Hooters and Honoring God

“Hooters?!” I said incredulously as we drove past what used to be an empty commercial lot.

“Yep,” my husband nodded and he made the first left turn after Hooters to head to our lot. The lot we were building our new house on.

I could hear the questions before they came. The questions from little mouths. “Can we go to the new owl restaurant mommy? Why not mommy?”

How do you do it?
How do you teach modesty to children who see the world in black and white when grace is in the picture?

How do you teach your daughters that you feel God’s desire to dress modestly means you don’t wear a two-pieces swimming suit, but others who love and honor God may not have that same view?

How do you make sure your kids don’t tell others that Santa isn’t real because we don’t pretend, but others like to pretend?

My answer is it is all about honor.

1. We are to honor God (1Cor 6:20).

All we do, all we say, what we wear, where we go, all of it should be in an effort to honor God. Brushing your teeth? Do it because you want to honor God by taking care of the body He gave you. Teaching your kids about dressing modestly? Do it because we want to honor God with our bodies, not because it makes us righteous. No it only helps us honor a God who died that we may live.

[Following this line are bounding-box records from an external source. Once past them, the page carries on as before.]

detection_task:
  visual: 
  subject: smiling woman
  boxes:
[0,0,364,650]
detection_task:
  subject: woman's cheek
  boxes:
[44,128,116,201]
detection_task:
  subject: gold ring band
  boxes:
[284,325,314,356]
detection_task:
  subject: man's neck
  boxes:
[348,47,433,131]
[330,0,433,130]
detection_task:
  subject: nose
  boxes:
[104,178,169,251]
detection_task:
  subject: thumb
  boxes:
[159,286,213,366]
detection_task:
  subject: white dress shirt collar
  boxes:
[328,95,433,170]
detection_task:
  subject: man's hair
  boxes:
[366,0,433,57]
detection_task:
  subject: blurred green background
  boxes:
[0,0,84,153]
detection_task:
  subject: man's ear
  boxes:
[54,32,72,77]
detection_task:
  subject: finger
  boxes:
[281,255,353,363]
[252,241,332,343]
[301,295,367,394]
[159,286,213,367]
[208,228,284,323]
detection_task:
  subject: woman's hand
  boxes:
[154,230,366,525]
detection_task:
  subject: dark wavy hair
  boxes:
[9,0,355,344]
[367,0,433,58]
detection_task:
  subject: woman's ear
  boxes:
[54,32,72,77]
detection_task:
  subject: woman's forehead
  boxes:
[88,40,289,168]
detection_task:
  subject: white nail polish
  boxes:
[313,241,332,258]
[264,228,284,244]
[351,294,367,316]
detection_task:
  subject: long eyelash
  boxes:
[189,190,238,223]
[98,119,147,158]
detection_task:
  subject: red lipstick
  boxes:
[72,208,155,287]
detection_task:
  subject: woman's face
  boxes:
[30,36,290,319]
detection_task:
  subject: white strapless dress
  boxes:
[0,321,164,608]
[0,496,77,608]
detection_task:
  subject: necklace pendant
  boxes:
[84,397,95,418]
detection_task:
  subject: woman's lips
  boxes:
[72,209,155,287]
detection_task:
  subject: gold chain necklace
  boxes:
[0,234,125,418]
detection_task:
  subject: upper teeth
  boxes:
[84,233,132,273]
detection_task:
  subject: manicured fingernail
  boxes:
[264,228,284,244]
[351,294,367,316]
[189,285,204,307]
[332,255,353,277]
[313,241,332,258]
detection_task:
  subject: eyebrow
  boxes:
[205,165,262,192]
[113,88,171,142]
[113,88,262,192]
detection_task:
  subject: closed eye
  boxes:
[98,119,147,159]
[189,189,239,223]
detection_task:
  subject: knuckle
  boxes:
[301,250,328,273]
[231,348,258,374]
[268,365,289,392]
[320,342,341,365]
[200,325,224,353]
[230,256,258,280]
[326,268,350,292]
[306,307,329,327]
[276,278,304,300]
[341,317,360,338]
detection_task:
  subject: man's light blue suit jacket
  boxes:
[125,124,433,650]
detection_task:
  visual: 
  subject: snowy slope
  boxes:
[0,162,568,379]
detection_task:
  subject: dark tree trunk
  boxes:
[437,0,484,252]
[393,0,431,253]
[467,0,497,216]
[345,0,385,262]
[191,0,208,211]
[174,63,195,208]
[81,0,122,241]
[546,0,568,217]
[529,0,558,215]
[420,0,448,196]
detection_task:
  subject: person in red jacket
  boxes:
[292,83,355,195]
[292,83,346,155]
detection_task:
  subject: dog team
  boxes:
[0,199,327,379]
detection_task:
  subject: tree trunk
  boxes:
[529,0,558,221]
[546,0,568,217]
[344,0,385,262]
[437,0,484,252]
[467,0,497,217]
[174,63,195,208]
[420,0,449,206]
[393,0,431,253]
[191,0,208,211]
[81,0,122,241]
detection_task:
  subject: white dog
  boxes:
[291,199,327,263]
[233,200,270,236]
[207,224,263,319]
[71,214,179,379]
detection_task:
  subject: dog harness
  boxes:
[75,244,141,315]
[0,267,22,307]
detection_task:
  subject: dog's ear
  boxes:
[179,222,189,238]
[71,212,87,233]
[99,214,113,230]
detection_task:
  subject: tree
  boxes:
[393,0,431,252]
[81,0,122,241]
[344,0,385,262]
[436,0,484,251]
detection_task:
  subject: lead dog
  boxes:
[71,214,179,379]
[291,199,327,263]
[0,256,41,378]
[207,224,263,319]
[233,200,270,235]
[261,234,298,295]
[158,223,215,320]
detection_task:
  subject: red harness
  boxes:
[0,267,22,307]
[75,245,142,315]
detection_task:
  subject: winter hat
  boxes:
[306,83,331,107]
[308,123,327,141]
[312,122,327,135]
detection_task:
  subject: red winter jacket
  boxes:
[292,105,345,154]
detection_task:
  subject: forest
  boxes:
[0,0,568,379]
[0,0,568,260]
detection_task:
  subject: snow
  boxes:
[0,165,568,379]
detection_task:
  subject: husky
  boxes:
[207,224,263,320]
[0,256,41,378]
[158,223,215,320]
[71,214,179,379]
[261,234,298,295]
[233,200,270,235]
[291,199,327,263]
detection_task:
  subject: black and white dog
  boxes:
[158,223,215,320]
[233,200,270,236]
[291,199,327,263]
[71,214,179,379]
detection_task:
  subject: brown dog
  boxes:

The question we must ask ourselves is am I honoring God in what I say, do, think, wear, my attitude? Then we must step back and know that there is freedom in Christ. Your definition of modesty may be different from mine, but if we are looking to honor God, it doesn’t matter as long as we encourage each other to honor God.

2. Romans 12:10 tells us to “…Honor one another above yourselves.”

Honoring others means extending God’s grace and love in times when we disagree. I have some sweet Godly friends that go to Hooters. I don’t feel I have that freedom in Christ, but they do. I may even tell them in a loving way why I don’t go to Hooters, but love and honor rule that conversation. All covered in the freedom Christ gives. It is about honoring and loving those around us.

Honoring others also means treating them the same way you want to be treated. None of us want to be judged or misunderstood. None of us want to be told because you wear something or go somewhere you are in sin and wrong. Romans 14 tells us about our freedom in Christ, not freedom to sin, but freedom to live out honoring lives to God whether we go to Hooters or not.

Does adding grace into the black and white world of my children work?

Amazingly, yes. I think kids get grace so much easier than we adults do. We try to add things to it.

We add living a “good” life to grace so we can be called righteous, when we know we are righteous by faith in God. (Gal 3:1-6)

Kids just accept it for what it is. We are not righteous by what we do, we are righteous because of whose we are, because we have faith in Him, who died that we may live.

What do you think? How do you teach God’s grace and freedom in Christ in the midst of God’s precepts?